Saturday, June 26, 8-10:10 p.m. EDT (HBO) "The Little Things" (2021). Brooding crime drama, set in 1990 Los Angeles, in which a former LAPD officer (Denzel Washington) who burned out over a murder case and now works for a small sheriff's department makes a brief return visit to the city and is recruited by a homicide sergeant (Rami Malek) to help solve a string of similar killings. But proving the guilt of the suspect (Jared Leto) on whom the duo eventually focuses remains an elusive goal. Some scattered references to religious faith are worked into writer-director John Lee Hancock's script as he seeks to explore moral ambiguity in the context of police work, though his treatment of this theme ultimately feels more muddled than finely balanced. Gruesome post-mortem images, while justified by the context, are not for the squeamish. Gory and disturbing sights, upper female and partial nudity, a few mild oaths, about a half-dozen rough terms, considerable crude and crass language. The Catholic News Service classification of the theatrical version was A-III — adults. The Motion Picture Association rating was R — restricted. Under 17 requires accompanying parent or adult guardian.
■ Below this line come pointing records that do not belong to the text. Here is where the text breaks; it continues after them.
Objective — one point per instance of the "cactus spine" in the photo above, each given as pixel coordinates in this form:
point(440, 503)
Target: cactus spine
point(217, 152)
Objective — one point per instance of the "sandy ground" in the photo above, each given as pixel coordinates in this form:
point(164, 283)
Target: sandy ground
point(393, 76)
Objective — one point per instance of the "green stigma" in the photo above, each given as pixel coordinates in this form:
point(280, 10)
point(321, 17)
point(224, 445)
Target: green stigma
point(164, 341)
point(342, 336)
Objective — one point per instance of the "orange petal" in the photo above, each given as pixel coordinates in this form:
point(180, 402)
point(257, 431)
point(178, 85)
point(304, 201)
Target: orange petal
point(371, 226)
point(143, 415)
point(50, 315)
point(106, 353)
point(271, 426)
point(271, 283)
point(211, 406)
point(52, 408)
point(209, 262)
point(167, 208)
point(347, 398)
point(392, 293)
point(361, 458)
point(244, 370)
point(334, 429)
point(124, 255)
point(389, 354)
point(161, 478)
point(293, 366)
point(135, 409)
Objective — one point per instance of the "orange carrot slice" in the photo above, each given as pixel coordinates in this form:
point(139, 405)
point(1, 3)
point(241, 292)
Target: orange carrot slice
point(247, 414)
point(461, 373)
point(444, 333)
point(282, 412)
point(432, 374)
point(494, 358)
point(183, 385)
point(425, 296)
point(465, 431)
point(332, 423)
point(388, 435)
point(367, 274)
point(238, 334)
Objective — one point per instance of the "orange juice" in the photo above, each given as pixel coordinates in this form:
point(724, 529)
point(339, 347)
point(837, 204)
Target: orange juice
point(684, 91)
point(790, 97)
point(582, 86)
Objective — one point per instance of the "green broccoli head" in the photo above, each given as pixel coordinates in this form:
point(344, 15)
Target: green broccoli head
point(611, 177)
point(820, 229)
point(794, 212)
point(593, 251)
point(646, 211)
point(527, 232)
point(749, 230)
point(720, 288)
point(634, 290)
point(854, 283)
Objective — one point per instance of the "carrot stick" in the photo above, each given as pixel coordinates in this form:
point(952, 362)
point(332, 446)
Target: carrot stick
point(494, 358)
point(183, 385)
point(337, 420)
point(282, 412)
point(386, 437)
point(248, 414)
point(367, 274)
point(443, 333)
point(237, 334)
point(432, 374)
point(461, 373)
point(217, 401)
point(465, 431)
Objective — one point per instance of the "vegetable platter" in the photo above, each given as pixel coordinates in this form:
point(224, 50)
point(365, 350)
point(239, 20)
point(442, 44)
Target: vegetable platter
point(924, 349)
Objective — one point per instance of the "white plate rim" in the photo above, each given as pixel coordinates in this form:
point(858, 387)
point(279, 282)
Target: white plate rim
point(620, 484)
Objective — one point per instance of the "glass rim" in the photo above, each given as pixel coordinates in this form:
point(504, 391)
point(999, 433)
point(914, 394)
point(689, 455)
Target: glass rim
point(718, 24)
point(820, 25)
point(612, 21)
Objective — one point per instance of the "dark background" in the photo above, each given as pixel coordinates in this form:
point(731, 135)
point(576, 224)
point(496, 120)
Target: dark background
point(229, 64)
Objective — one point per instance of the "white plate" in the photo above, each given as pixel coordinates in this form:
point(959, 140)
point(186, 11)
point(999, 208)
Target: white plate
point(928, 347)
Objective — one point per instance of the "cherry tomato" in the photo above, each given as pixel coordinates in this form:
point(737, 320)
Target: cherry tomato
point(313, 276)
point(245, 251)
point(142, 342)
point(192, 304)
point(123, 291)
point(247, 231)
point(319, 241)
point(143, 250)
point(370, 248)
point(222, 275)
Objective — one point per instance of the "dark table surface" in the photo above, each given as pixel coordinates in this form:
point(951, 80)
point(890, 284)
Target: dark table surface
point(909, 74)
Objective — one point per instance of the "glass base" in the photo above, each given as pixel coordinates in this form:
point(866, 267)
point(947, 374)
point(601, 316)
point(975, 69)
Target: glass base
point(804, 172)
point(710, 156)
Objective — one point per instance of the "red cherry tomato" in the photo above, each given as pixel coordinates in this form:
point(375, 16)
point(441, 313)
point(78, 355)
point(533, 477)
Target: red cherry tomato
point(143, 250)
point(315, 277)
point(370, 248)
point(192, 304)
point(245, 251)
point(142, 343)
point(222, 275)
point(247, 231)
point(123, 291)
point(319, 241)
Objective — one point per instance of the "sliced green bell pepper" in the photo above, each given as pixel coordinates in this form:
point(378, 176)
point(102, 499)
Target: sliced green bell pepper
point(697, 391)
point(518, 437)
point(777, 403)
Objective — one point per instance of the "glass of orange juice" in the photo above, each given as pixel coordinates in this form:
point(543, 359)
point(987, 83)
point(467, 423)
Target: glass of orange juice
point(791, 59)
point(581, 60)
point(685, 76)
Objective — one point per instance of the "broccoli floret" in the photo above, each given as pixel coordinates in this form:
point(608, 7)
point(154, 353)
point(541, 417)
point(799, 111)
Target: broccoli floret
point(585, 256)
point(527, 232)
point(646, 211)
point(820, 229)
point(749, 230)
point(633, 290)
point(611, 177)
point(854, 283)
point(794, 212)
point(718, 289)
Saturday, June 26, 10:10-midnight EDT (Cinemax) "The Way Back" (2020). Director Gavin O'Connor's sports drama tells a story of hope and redemption after devastating loss. When the basketball coach at the Catholic high school he attended suffers a heart attack, a former hoops star-turned-alcoholic-construction-worker (Ben Affleck) reluctantly agrees to take over the program. As he exerts a positive influence on the players (most prominently Brandon Wilson and Melvin Gregg), he finds a new sense of purpose and begins to heal. The film, penned by Brad Ingelsby, does nothing to break free of the traditional formula of sports movies. Yet Affleck carries the proceedings with able acting and the young-er members of the cast, especially Wilson, give believable performances as well. An upbeat tale, though one permeated with off-color dialogue. Mature themes, including alcoholism, a few instances of profanity, frequent crude and crass language, a vulgar sexual reference. The Catholic News Service classification of the theatrical version was A-III — adults. The Motion Picture Association rating was R — restricted. Under 17 requires accompanying parent or adult guardian.